County Business Patterns: Annual series that provides subnational economic data by industry with employment levels and payroll information.

The National Center for Education Statistics (NCES) maintains a wide range of useful datasets related to education in the United States. Examples include:

Private School Universe Survey (PSS): Provides the most comprehensive, current, and reliable data available on private schools in the U.S. Data includes enrollments, teachers, finances, and operational characteristics.

Common Core of Data (CCD): A program of the U.S. Department of Education that collects fiscal and non-fiscal data about all public schools, public school districts, and state education agencies in the U.S. Includes student enrollment, staffing, finance data and more.

Schools and Staffing Survey (SASS): Collects data on the characteristics of teachers and principals and general conditions in America’s elementary and secondary schools. Good source for research on education staffing issues.

Early Childhood Longitudinal Study (ECLS): Gathers data on children’s early school experiences beginning with kindergarten and progressing through elementary school. Useful for developmental research.

Two additional federal sources with extensive publicly available data include:

The National Institutes of Health (NIH) via NIH RePORTer – Searchable database of federally funded scientific research projects conducted at universities, medical schools, and other research institutions. Can find data and studies relevant to health/medicine focused projects.

The Department of Labor via data.gov and API access – Provides comprehensive labor force statistics including employment levels, wages, employment projections, consumer spending patterns, occupational employment statistics and more.Valuable for capstones related to labor market analysis.

Some other noteworthy data sources include:

Pew Research Center – Nonpartisan provider of polling data, demographic trends, and social issue analyses. Covers a wide range of topics including education, health, politics, internet usage and more.

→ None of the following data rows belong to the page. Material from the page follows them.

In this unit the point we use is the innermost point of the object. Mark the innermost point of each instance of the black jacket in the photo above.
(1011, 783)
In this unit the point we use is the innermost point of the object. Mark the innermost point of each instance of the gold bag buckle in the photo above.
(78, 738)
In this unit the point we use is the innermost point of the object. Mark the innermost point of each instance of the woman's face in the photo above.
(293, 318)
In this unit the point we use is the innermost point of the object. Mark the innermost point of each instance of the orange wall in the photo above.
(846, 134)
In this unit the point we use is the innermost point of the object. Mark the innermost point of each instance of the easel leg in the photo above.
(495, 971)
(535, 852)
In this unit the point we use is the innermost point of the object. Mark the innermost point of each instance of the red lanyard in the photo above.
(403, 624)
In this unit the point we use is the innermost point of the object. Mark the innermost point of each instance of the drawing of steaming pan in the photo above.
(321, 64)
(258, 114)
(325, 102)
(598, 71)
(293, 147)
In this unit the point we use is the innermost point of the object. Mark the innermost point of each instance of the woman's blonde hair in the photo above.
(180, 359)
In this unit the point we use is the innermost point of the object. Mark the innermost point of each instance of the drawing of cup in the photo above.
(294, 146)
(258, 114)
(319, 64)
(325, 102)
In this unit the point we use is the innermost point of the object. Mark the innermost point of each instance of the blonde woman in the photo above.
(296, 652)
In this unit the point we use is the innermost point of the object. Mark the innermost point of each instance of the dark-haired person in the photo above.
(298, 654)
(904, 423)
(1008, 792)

Gallup Polls and surveys – Leader in daily tracking and large nationally representative surveys on all aspects of life. Good source for attitude and opinion polling data.

Federal Reserve Economic Data (FRED) – Extensive collections of time series economic data provided by the Federal Reserve Bank of St. Louis. Covers GDP, income, employment, production, inflation and many other topics.

Data.gov – Central catalog of datasets from the U.S. federal government including geospatial, weather, environment and many other categories. Useful for exploring specific agency/government program level data.

In addition to the above government and private sources, academic libraries offer access to numerous databases from private data vendors that can supplement the publicly available sources. Examples worth exploring include:

ICPSR – Interuniversity Consortium for Political and Social Research. Vast archive of social science datasets with strong collections in public health, criminal justice and political science.

IBISWorld – Industry market research reports with financial ratios, revenues, industry structures and trends for over 700 industries.

ProQuest – Extensive collections spanning dissertations, newspapers, company profiles and statistical datasets. Particularly strong holdings in the social sciences.

Mintel Reports – Market research reports analyzing thousands of consumer packaged goods categories along with demographic segmentation analysis.

EBSCOhost Collections – Aggregates statistics and market research from numerous third party vendors spanning topics like business, economics, psychology and more.

So Students have access to a wealth of high-quality, publicly available data sources from governments, non-profits and academic library databases that can empower strong empirical research and analysis for capstone projects across a wide range of disciplines. With diligent searching, consistent data collection practices like surveys can be located to assemble time series datasets ideal for studying trends. The above should provide a solid starting point for any student looking to utilize real-world data in their culminating undergraduate research projects.